A price hike, he said, would ultimately hit the stock market very hard, considering that petrochemicals and other industries that use gas as feedstock, such as cement, ceramics and power, constitute about 40% of the Saudi stock market, he added.
“If feedstock prices go up, this will definitely result in higher raw material prices for the conversion industry as well, making it less competitive. This will have an adverse impact on the government’s efforts to increase employment opportunities for the Saudi youth, so that means we are shooting ourselves in the foot,” he said.
Ethane crackers in Saudi Arabia in the past enjoyed the discounted rate of $0.75/MMBtu (€0.58/MMBtu), but in future, Saudi crackers will be more costly than US crackers, he said.
“The feedstock cost for new crackers in the kingdom will be around $6/MMBtu as there’s not enough ethane availability, so cracker operators will have to use more propane than ethane,” he said. “This cost will be much higher than the US gas price, which is currently at $3.50-4.00/MMBtu but will be reduced to $2 once there is increased production of shale gas.”

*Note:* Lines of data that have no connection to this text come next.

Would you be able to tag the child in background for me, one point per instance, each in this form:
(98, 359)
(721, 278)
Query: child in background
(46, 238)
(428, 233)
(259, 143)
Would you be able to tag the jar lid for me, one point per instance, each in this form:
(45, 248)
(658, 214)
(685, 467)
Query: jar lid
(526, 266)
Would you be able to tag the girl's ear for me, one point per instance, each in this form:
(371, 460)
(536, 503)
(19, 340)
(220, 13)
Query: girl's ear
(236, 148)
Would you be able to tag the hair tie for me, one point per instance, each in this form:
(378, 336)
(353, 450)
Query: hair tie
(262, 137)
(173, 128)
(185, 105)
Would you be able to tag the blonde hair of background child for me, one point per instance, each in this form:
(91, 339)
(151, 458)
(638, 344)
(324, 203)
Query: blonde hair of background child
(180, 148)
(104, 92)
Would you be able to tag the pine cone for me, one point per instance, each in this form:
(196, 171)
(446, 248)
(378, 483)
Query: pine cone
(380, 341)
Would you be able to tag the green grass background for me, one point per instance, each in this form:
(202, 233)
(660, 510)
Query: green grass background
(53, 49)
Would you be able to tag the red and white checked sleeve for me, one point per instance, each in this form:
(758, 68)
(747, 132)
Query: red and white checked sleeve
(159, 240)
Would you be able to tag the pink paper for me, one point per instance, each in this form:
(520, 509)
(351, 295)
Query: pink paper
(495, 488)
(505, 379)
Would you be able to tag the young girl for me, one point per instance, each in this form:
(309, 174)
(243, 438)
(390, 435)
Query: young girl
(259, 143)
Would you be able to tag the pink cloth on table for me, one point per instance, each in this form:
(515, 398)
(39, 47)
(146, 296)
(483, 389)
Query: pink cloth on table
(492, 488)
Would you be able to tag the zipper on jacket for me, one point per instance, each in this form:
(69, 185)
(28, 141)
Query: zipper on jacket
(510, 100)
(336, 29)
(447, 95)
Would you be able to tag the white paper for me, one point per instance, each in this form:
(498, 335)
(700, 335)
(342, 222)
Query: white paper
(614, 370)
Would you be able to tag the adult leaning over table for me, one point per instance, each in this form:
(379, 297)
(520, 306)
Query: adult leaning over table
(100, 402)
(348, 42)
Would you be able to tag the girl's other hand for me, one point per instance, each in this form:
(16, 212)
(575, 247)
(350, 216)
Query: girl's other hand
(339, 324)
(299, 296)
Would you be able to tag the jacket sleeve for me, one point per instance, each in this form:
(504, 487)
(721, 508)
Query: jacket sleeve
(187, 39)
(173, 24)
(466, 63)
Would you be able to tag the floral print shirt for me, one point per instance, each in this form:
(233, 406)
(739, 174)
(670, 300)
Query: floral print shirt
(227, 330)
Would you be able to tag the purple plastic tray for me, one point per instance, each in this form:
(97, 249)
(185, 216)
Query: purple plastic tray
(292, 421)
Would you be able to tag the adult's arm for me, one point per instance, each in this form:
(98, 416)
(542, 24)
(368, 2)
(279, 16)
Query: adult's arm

He pointed out that in 2012 the cost of propane in the US was 23% lower than that of discounted Saudi propane.
He said Saudi Arabia “had to work very, very hard” to have the right to special feedstock prices for its local petrochemical industry when it joined the World Trade Organization (WTO), agreeing to various concessions including reducing import tariffs significantly for several products. All these concessions would be wasted should the feedstock prices go up, he said.
Malaikah also said that propane and naphtha prices should be delinked and that the government should link propane prices in Saudi Arabia to those in the US “with a proper discount”.
“In the 70s this [pricing system] was okay when crude oil prices were low, but today Saudi petrochemical producers using propane feedstocks will be at a severe disadvantage if it continues to be linked to naphtha, as crude is hovering at very high levels,” he said.
Propane pricing in Saudi Arabia is based on prevailing CFR (cost & freight) naphtha prices in Japan minus a discount of around 28%.
Malaikah said exports of propane, currently in short supply in the kingdom, should be banned.
“The propane can be put to much better use in the petrochemical industry within Saudi Arabia,” he said.
“The US petrochemical industry is pushing to ban gas exports and to use the gas as feedstock for petrochemicals. Saudi Arabia is in dire need of such a strategy. Our strategy must be built on making Saudi Arabia the petrochemical conversion hub of the world. We have the resources, the experience and the government backing to make this a reality,” he said.
Malaikah said he is hopeful that the interests of the Saudi petrochemical industry would be safeguarded.
“We have great confidence in our leadership, which has implemented several plans to raise employment, encourage business and upgrade the living standards of the Saudis. I am very sure that this matter will be dealt with [with] the utmost care it deserves.”